Sabe usted, además, que el «China», el único barco de vapor que podría
haber tomado desde Nueva York para llegar aquí a tiempo, llegó ayer. He
visto la lista de los pasajeros, y el nombre de Phileas Fogg no figura entre
ellos. Aunque admitamos que la fortuna le ha favorecido, difícilmente
puede haber llegado a América. Creo que llevará al menos veinte días de
retraso, y que lord Albemarle perderá la friolera de cinco mil».
«Está claro», respondió Gauthier Ralph; «y no tenemos nada que hacer
más que presentar el cheque del señor Fogg en Barings mañana».
En ese momento, las manecillas del reloj del club señalaban que faltaban veinte minutos para las nueve.
«Cinco minutos más», dijo Andrew Stuart.
Los cinco caballeros se miraron entre sí. Su ansiedad era cada vez más
intensa; pero, sin querer traicionarla, aceptaron de buen grado la propuesta de goma del señor Fallentin.

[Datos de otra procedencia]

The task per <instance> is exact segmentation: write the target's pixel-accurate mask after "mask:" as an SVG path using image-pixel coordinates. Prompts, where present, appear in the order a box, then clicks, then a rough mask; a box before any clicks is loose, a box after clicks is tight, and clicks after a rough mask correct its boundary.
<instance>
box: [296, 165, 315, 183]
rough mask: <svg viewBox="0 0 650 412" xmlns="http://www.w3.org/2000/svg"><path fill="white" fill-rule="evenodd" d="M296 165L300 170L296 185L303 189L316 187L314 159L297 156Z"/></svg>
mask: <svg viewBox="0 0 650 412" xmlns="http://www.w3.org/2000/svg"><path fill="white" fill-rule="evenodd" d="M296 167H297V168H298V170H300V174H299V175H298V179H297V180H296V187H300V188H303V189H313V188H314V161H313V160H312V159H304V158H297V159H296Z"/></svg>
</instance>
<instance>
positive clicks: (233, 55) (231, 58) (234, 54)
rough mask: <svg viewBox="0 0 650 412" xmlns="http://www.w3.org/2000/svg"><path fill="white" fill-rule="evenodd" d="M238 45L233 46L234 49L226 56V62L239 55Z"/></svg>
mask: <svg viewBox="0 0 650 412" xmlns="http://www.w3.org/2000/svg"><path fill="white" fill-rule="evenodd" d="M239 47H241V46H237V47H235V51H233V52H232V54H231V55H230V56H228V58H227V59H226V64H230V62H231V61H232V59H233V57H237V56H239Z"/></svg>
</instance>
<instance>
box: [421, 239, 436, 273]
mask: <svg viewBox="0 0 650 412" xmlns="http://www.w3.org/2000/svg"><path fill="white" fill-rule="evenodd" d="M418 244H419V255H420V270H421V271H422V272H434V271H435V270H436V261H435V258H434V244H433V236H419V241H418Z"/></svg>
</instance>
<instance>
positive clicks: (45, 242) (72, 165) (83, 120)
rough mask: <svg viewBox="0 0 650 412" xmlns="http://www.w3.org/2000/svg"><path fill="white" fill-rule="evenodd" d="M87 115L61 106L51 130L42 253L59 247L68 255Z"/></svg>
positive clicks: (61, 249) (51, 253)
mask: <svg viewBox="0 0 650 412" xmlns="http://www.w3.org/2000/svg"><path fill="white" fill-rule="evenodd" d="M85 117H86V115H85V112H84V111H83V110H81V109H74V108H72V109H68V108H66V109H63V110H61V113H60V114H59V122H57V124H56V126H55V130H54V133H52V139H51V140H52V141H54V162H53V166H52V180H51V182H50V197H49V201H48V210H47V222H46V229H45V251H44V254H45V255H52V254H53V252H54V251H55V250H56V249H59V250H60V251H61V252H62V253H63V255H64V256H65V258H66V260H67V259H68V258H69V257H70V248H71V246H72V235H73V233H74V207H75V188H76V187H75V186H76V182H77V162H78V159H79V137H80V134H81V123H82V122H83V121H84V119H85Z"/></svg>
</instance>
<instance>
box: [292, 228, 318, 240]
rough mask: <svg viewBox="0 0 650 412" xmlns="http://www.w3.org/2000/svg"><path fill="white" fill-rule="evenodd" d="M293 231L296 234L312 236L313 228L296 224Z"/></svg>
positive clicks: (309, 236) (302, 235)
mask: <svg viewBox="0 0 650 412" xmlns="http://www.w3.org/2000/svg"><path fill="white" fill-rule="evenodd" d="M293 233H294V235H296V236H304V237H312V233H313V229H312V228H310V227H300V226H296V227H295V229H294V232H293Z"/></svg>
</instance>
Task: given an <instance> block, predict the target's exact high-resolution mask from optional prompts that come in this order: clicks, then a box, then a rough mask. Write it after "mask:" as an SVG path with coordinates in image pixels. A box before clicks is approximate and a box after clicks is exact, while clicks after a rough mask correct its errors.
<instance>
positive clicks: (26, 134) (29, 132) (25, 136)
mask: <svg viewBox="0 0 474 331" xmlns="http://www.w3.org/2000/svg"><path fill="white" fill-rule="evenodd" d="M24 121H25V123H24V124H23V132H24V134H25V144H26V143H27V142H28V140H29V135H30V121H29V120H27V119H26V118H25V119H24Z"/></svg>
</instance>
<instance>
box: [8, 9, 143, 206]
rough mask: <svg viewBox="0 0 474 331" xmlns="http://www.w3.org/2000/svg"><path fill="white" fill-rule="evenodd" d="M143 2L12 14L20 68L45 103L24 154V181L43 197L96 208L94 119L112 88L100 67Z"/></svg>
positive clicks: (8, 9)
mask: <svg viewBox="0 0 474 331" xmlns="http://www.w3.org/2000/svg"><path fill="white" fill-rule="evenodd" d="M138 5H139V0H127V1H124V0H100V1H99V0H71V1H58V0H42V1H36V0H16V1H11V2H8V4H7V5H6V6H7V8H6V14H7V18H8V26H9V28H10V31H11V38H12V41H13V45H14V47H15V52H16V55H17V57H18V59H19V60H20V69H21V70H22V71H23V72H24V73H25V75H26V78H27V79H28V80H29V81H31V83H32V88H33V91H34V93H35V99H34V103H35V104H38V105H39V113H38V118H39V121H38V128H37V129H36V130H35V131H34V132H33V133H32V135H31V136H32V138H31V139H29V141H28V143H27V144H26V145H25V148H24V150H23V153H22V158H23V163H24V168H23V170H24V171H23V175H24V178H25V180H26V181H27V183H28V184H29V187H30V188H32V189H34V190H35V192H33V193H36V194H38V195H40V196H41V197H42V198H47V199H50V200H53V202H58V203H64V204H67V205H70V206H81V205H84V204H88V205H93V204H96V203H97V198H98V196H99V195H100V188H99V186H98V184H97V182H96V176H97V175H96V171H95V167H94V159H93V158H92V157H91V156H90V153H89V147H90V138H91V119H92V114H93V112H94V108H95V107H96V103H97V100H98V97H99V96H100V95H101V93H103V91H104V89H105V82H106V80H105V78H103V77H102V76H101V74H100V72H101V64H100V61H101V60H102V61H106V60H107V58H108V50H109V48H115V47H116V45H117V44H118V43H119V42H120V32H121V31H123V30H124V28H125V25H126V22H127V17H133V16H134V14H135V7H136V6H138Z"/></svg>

«No renunciaría a mis cuatro mil de la apuesta», dijo Andrew Stuart, al
tomar asiento, «por tres mil novecientos noventa y nueve».
El reloj indicaba que faltaban dieciocho minutos para las nueve.
Los jugadores tomaron sus cartas, pero no pudieron apartar los ojos del
reloj. Ciertamente, por muy seguros que se sintieran, los minutos nunca les habían parecido tan largos.
«Faltan diecisiete minutos para las nueve», dijo Thomas Flanagan,
mientras cortaba las cartas que Ralph le entregaba.
Luego hubo un momento de silencio. El gran salón estaba perfectamente
silencioso; pero se oían los murmullos de la multitud en el exterior, con
algún grito estridente de vez en cuando. El péndulo marcaba los segundos,
que cada jugador contaba ansiosamente, mientras escuchaba, con una regularidad matemática.
«¡Faltan dieciséis minutos para las nueve!», dijo John Sullivan, con una voz que delataba su emoción.
Un minuto más y la apuesta estaría ganada. Andrew Stuart y sus
compañeros suspendieron su juego. Dejaron sus cartas y contaron los segundos.
En el cuadragésimo segundo, nada. Al quincuagésimo, todavía nada.
Al llegar al número cincuenta y cinco, se oyó un fuerte grito en la calle,
seguido de aplausos, hurras y algunos gruñidos feroces.
Los jugadores se levantaron de sus asientos.
En el quincuagésimo séptimo segundo se abrió la puerta del salón; y el
péndulo no había batido el sexagésimo segundo cuando apareció Phileas
Fogg, seguido por una excitada multitud que había atravesado a la fuerza
las puertas del club, y con su voz tranquila, dijo: «¡Aquí estoy, señores!»